Antimalarial drug resistance in Africa is an urgent threat to the fight against malaria. To treat malaria, WHO recommends six artemisinin-based combination therapies (ACTs) that combine artemisinin-based compounds with a partner drug. Artemisinin partial resistance has been confirmed for the first time in Africa, specifically in Eritrea, Rwanda, and Uganda, though experts believe that the problem is likely more widespread. Artemisinin partial resistance increases the risk of de novo emergence of partner drug resistance, and importantly, the spread of parasites less sensitive to the partner drugs, which can result in clinical treatment failures. Given the heavy reliance on ACTs in Africa where most cases occur, and the risk resistance poses on our ability to deliver quality case management in the future, the threat of drug resistance must be addressed urgently. The seriousness of this threat has led global partners to mobilize rapidly before resistance leads to major setbacks.

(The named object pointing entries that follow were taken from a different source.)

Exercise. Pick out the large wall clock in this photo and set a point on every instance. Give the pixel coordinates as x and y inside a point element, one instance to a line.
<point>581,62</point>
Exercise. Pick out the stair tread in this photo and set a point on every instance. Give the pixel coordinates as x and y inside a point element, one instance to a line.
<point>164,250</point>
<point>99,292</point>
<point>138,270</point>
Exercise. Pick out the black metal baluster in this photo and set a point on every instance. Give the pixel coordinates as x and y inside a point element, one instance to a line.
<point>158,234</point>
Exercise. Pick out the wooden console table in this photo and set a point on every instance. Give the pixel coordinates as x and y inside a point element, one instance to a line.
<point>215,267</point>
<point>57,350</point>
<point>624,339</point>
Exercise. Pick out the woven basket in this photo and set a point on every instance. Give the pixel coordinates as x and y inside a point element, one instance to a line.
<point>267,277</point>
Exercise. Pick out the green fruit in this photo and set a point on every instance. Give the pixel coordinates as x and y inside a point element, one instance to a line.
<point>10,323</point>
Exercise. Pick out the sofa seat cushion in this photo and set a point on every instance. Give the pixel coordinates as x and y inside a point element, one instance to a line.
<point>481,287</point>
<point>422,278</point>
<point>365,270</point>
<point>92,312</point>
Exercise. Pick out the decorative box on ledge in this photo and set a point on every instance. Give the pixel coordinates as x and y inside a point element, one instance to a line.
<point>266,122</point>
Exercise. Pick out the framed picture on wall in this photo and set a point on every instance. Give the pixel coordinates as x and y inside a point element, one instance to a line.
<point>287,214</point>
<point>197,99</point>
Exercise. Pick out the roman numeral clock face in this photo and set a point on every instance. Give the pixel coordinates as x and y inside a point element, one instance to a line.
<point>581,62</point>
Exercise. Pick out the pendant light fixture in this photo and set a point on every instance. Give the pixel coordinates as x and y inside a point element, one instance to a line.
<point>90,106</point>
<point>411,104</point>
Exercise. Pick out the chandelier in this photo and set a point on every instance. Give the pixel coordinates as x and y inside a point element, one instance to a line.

New non-artemisinin-based treatments will not be available before 2026, and the most promising candidate (ganaplacide-lumefantrine) shares a partner drug with artemether-lumefantrine (AL), the most widely used ACT. Until this new drug is available, preserving the efficacy of lumefantrine is therefore a top priority. While ACTs continue to be the mainstay treatment for malaria, short-term resistance mitigation strategies focus on scaling-up and supporting the optimal use of quality ACTs alongside other efforts to mitigate resistance.
Even though multiple quality ACT options are available, the current ACT market is not optimally structured to limit drug pressure and overreliance on a single ACT is potentially driving resistance in Africa. Most African countries rely on AL as their first line treatment, and 30 African countries use AL exclusively. This is despite several countries including other ACTs in their treatment guidelines as possible first line options. As a result, AL’s share of donor-funded ACT procurements is over 80%. With such heavy reliance on AL, artemisinin partial resistance could instigate an emergency and trigger the rapid spread of lumefantrine resistance, causing a rise of cases and deaths, and potentially derailing the most advanced pipeline candidate.
Quickly diversifying ACT markets in countries to reduce drug pressure is a key approach recommended by WHO in their recently published strategy to respond to antimalarial drug resistance in Africa[1]. In the strategy, WHO also calls for research to close evidence gaps on innovative approaches (e.g., multiple first line ACTs) to better use current tools as well as research on how these approaches might address drivers of resistance. Diversifying ACT markets can be achieved through interventions that address supply barriers, create demand for ACTs with limited uptake, and generate evidence on strategies like multiple first-line treatments (MFTs) to mitigate resistance.
Newer ACTs, in particular artesunate-pyronadine (ASPY), offers opportunities to diversify the ACT market. ASPY became available in 2019, but despite having the advantage of once daily dosing, its uptake is low primarily due to its high price (three to four times the AL price), dosing by specific weight bands, and initial but now resolved safety concerns. ASPY’s price is driven by low volumes/poor demand, lack of competition, and high costs of the pyronadine active pharmaceutical ingredient (API). Dihydroartemisinin-piperaquine (DP) also has a reduced pill burden, and its market share has recently grown, however there is only one quality-assured supplier of the child-friendly formulation and prices are also three times that of AL. While it is susceptible to resistance due to the long half-life of piperaquine, close monitoring can ensure early detection and follow-on action.
Supply-side market shaping work is needed to improve the affordability of ASPY and increase suppliers/production capacity. Malaria partners are currently developing market interventions such as a volume guarantee and scoping the need for a co-payment that offsets higher prices. Other interventions being explored by partners include reducing the pyronadine API cost. Generating demand for ASPY is needed to grow the market and decrease prices. This includes early adoption support as well as testing new delivery approaches to close key evidence gaps. This would be complementary to other planned or potential efforts including a volume guarantee, pooled procurement, a co-payment, supporting new ASPY suppliers to enter the market, and technical assistance to countries to develop national policies and MFT treatment strategies.
[1] WHO launched the Strategy to respond to antimalarial drug resistance in Africa on the 18 November 2022 during World Antimicrobial Awareness Week (https://www.who.int/publications/i/item/9789240060265). The strategy proposes that countries, regional bodies and global partners address the threat through four pillars. In Pillar II WHO recommends quickly diversifying ACT markets in countries to reduce drug pressure.